Toutefois, par exception, lorsque la juridiction qui a prononcé la mesure en première instance a un ressort territorial s’étendant sur plusieurs départements, les dépenses sont prises en charge dans les conditions suivantes (CASF, art. L. 228-4) :
→ les dépenses d’aide sociale à l’enfance liées à l’entretien, l’éducation et la conduite de chaque mineur confié à l’ASE sont prises en charge par le département auquel le mineur est confié par l’autorité judiciaire, à la condition que ce département soit celui qui a prononcé l’admission dans le service de l’ASE ;
→ les autres dépenses d’entretien, d’éducation et de conduite de chaque mineur confié par l’autorité judiciaire à des personnes physiques, établissements ou services publics ou privés, ou pour chaque mineur pour lequel est intervenue une délégation d’autorité parentale à un particulier ou à un établissement habilité, résultant de mesures prononcées en première instance par l’autorité judiciaire sont prises en charge par le département sur le territoire duquel le mineur réside ou fait l’objet d’une mesure de placement, à la condition que ce département soit celui qui a prononcé l’admission dans le service de l’ASE.
Suppression des tribunaux correctionnels pour mineurs. Les tribunaux correctionnels pour mineurs ont été supprimés à compter du 1er janvier 2017. Les mineurs déjà renvoyés devant le tribunal correctionnel pour mineurs sont de plein droit renvoyés devant le tribunal pour enfants. Quant aux majeurs ceux-ci sont de plein droit renvoyés devant le tribunal correctionnel.
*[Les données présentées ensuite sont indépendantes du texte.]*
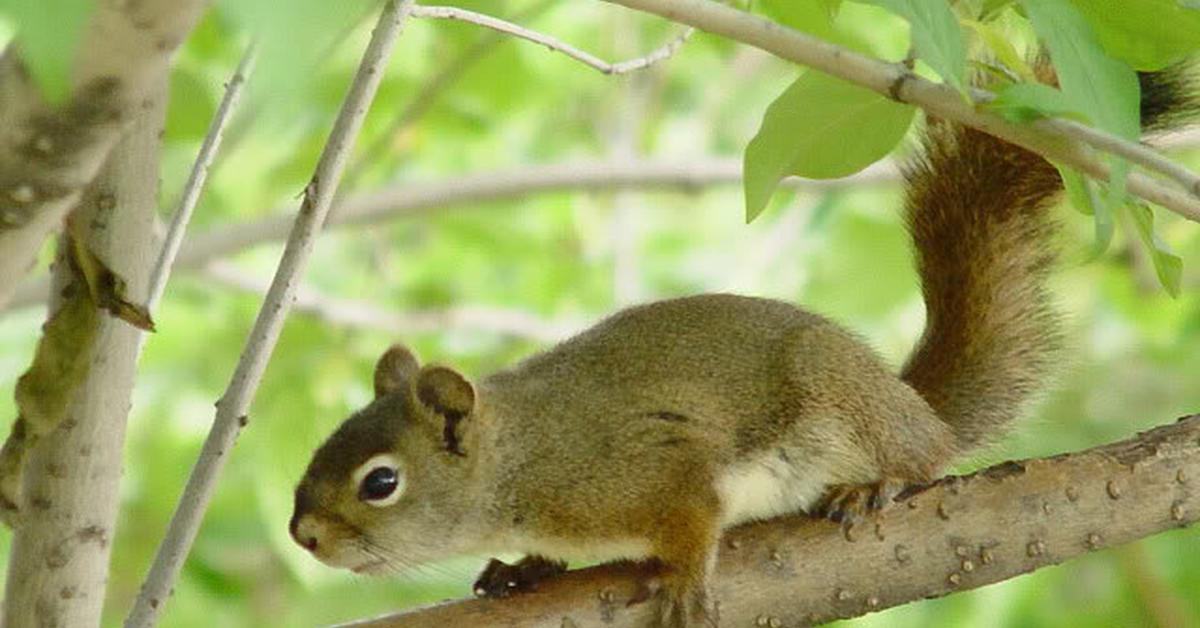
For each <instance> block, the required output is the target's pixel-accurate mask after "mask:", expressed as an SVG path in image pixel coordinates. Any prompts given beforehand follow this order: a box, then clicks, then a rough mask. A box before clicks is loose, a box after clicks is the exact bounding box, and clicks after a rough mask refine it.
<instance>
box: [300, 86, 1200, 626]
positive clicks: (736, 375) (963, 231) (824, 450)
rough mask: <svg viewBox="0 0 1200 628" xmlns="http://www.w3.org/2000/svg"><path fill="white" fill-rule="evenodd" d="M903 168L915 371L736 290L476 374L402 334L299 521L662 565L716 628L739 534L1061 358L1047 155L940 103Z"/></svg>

Réponses pénales. Le tribunal pour enfants et la cour d’assises des mineurs peuvent prononcer une mesure éducative en plus de la sanction pénale si la personnalité du mineur le justifie. Par ailleurs, la peine de réclusion à perpétuité à l’encontre d’un mineur a été supprimée. Ainsi, la peine maximale pouvant être prononcée est la peine de 30 ans de réclusion ou de détention criminelle.
Assistance du mineur gardé à vue. L’assistance en garde à vue du mineur de plus de 13 ans par un avocat est rendue obligatoire. Lorsque le mineur ou ses représentants légaux n’ont pas désigné d’avocat, le procureur de la République, le juge chargé de l’instruction ou l’officier de police judiciaire doit, dès le début de la garde à vue, informer par tout moyen et sans délai le bâtonnier afin qu’il en commette un d’office. Si en cours d’audition, les représentants légaux du mineurs, qui n’avaient pu être joints, font le choix d’un avocat, l’audition doit se poursuivre avec ce dernier dès son arrivée.
• loi n° 2016-1547 du 18 novembre 2016, J.O. du 19-11-16.
• Ordonnance n° 45-174 du 4 février 1945 relative à l’enfance délinquante, J.O. du 4-02-45.
• Circulaire du 13 décembre 2016, NOR : JUSD1636964C, B.O.M.J. n° 2016-12 du 30-12-16.